The American edition of The Economist annually conducts research and makes a rating of health systems in different countries of the world. The information is based on data from the World Health Organization, data from the countries themselves, life expectancy, morbidity, technology, the number of beds and hospitals and polyclinics themselves, the availability of medicine, and many other factors.
It is not surprising that the most advanced, developed, and rich countries of the world occupy the first places. The top five consist of the USA, Great Britain, the Netherlands, Australia, and Canada. All these countries scored more than 70 points out of the maximum 100. Long-suffering Turkmenistan has 31.8 points and ranks 135th. There are still many poor African and Asian countries behind, but it would be more eloquent to point out that Tajikistan, Niger, and even Afghanistan, torn apart by a 40-year war, surpassed the efforts of Ashgabat in the ranking.
Life expectancy in Turkmenistan is 69 years. This is the 136th place in the world ranking, between the Philippines and Guatemala. Why is it that a country with colossal financial resources cannot provide its citizens with a universal need for treatment?
If the medical system in Turkmenistan itself cannot provide quality services to its citizens, a trip abroad could be at least some way out of the situation.
Today there are two ways to leave Turkmenistan: to renounce the life and citizenship of this country and leave without returning, or to be evaluated by representatives of the Ministry of Foreign Affairs, the Ministry of Health, and the Migration Service. These officials decide whether a person has sufficient justification for leaving.
Mainly, this evaluation commission allows some officials and influential entrepreneurs to leave the country. This is especially true in cases where a person is of state importance. People who need to leave for medical reasons must also get permission from the same commission.
Nevertheless, members of the presidential family and other persons in power traveled freely around the world even during the pandemic. According to the publication Turkmen. news, in early February 2022, a private plane flew from Ashgabat to Turkey, designed to transport a little girl with the one-year-old granddaughter of Berdymukhamedov’s sister on board. The child swallowed the toy, and despite the delay of local doctors with the operation, he found himself in a state of vegetative deprivation.
More and more citizens of Turkmenistan are seeking medical help in Iran. This is due to the low level of medical care in their own country. Despite the presence of many hospitals with modern equipment, there are not enough qualified doctors. Iran is becoming an attractive destination for medical tourism for Turkmen patients who are not satisfied with the quality of medical care and the lack of experienced doctors in their country. However, all this is possible only for the Turkmen elites, and not for ordinary citizens.

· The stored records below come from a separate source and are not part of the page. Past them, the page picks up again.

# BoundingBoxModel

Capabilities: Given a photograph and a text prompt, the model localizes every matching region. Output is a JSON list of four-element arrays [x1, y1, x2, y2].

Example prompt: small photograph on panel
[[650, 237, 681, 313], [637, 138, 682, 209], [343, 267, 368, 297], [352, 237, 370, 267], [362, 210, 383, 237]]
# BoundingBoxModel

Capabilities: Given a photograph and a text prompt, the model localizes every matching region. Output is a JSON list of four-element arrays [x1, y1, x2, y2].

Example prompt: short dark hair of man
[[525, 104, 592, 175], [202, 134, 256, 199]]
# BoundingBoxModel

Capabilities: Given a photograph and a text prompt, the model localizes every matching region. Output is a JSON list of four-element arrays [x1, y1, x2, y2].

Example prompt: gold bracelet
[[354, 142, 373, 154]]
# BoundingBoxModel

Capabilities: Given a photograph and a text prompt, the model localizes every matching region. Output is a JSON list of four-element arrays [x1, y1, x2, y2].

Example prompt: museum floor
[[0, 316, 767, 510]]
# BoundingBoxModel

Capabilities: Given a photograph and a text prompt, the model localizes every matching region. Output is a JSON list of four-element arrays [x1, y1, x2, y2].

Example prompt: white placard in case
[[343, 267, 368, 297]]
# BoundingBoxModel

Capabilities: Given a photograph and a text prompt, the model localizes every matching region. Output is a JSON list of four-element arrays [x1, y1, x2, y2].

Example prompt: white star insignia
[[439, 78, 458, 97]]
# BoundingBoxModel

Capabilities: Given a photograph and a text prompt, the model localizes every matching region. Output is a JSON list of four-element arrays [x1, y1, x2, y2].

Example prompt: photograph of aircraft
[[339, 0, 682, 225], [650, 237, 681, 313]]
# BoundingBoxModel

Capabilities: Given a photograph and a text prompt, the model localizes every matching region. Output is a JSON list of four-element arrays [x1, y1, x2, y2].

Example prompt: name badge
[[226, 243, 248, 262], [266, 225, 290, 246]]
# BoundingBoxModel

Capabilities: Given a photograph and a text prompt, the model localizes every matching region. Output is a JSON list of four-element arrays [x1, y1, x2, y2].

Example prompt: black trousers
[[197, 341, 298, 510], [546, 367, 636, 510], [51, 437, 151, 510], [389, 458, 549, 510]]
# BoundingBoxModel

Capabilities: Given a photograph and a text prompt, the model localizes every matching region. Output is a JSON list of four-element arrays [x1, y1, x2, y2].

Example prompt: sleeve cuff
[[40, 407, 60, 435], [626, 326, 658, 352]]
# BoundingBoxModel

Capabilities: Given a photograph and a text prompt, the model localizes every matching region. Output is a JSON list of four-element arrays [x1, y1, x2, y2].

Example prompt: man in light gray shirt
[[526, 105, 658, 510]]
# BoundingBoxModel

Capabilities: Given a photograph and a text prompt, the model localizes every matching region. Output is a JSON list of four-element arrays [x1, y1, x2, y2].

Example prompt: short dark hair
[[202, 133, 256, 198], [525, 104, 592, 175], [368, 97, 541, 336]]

According to several Turkmen patients and their relatives who spoke to the Turkmen service of Radio Azatlyk, but preferred to remain anonymous, cases of medical negligence and erroneous diagnosis are common in hospital institutions throughout Turkmenistan.
“Most doctors in Turkmenistan are incompetent,” says a resident of Ashgabat, who is accompanying his uncle to Iran, where he will undergo knee surgery. — A friend of my uncle, who had a similar disease, was operated on in Ashgabat, but after the operation, his condition worsened. Now he can’t walk without crutches, although he didn’t need them before the operation.”
Another citizen of Turkmenistan, who is currently undergoing treatment in Iran, told Radio Azatlyk that he does not trust Turkmen doctors.
“Many new hospitals with modern equipment imported from Germany have appeared in Turkmenistan. But there are no specialists who know how to use this equipment,” commented a man from the northeastern Iranian city of Mashhad.
According to the Turkmen population, the Government has failed to successfully solve the problem of providing the necessary number of medical specialists to provide high-quality and safe medical care. Patients are particularly wary of doctors who have been trained in medical schools in the country, as they believe that bribes were involved in their education.
The problem of corruption often begins at universities and continues after graduation, during employment. People who can offer more money or have connections often get the highest grades and the best working positions, regardless of their level of knowledge and skills.
Turkmens travel not only to Iran but also to other neighboring countries that have never been distinguished by a high level of medical care – Uzbekistan, Kazakhstan, and Russia. This indicates that Turkmen medicine has been launched into an incredibly terrible state, although neighboring post-Soviet countries inherited the same infrastructure from the USSR, and were in the same starting conditions in 1991. The Berdymukhamedov regime surpassed all its neighbors in destroying the country on the way to its enrichment.